How do we model and implement intelligence? What are the essential components and mechanisms of intelligence? How do we integrate different aspects of intelligence, such as perception, cognition, emotion, motivation, communication, creativity, etc.? How do we balance between generality and specificity?
How do we align and regulate intelligence? How do we ensure that intelligent systems share our goals and values? How do we prevent or mitigate unwanted or harmful behaviors? How do we monitor and control their actions and outcomes?
These questions are not only technical but also ethical, social, and philosophical. They require interdisciplinary collaboration and public engagement to find satisfactory answers. They also require constant reflection and revision to adapt to a rapidly changing environment of AI-technology.

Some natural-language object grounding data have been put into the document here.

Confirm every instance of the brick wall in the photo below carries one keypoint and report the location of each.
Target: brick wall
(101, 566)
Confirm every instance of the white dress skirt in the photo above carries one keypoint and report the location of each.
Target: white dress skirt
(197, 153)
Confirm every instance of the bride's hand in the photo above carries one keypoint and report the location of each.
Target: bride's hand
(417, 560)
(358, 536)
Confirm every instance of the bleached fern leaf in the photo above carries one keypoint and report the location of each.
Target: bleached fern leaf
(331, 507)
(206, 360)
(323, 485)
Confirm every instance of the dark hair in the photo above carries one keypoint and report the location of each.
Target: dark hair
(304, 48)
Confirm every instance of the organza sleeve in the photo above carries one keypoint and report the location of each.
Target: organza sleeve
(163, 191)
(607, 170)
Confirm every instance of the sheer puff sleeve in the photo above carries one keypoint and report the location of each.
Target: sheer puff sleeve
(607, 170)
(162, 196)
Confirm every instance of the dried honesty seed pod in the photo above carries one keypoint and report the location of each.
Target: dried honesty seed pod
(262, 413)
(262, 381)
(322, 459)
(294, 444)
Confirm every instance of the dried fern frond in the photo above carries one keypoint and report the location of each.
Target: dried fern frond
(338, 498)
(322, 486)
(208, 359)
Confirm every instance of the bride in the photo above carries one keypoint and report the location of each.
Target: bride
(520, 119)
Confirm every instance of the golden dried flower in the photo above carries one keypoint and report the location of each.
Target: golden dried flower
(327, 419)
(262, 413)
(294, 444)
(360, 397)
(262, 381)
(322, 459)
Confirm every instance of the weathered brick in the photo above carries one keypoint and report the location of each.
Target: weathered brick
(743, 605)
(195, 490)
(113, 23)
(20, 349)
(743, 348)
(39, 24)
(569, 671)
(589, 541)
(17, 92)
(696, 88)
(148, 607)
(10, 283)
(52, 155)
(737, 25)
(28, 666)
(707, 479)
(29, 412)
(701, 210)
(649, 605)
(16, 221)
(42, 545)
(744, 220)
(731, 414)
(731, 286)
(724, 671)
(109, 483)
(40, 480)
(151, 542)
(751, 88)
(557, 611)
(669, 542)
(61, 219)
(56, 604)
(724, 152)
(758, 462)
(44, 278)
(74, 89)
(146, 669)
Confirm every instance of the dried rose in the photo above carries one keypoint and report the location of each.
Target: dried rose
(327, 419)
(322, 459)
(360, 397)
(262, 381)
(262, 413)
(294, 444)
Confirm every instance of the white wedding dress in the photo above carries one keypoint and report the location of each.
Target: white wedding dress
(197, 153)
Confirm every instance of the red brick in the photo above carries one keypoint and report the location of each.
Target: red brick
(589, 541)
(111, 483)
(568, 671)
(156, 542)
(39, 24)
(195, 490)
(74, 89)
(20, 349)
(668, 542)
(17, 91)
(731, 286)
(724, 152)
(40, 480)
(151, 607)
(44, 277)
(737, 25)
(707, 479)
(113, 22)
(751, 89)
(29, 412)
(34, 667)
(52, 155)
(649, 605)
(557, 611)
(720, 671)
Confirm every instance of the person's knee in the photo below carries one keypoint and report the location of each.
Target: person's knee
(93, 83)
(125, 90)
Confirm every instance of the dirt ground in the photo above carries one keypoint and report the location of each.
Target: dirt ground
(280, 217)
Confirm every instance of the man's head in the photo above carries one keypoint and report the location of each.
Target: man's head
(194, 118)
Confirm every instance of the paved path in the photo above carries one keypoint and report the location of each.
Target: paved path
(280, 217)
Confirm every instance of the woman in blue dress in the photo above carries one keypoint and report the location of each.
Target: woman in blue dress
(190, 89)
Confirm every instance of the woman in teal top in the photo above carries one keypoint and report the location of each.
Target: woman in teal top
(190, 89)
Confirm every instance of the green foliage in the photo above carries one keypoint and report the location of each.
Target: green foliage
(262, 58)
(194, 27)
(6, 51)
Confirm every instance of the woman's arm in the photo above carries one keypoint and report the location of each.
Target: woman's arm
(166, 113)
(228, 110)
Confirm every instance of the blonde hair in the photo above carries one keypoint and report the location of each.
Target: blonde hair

AGI is a fascinating and controversial topic. However, there is a gap between the myth and the reality of AGI. The myth of AGI is based on several assumptions and arguments that may not hold true. However, the reality of AGI is much more complex and compared to its myth loaded with questions and challenges that need to be addressed before AGI can become a reality. The future of AGI is hard to predict, but it is likely to have profound implications for humanity and society. Depending on how we approach and manage the development and deployment of AGI, it could be a source of great benefit or great harm, or both.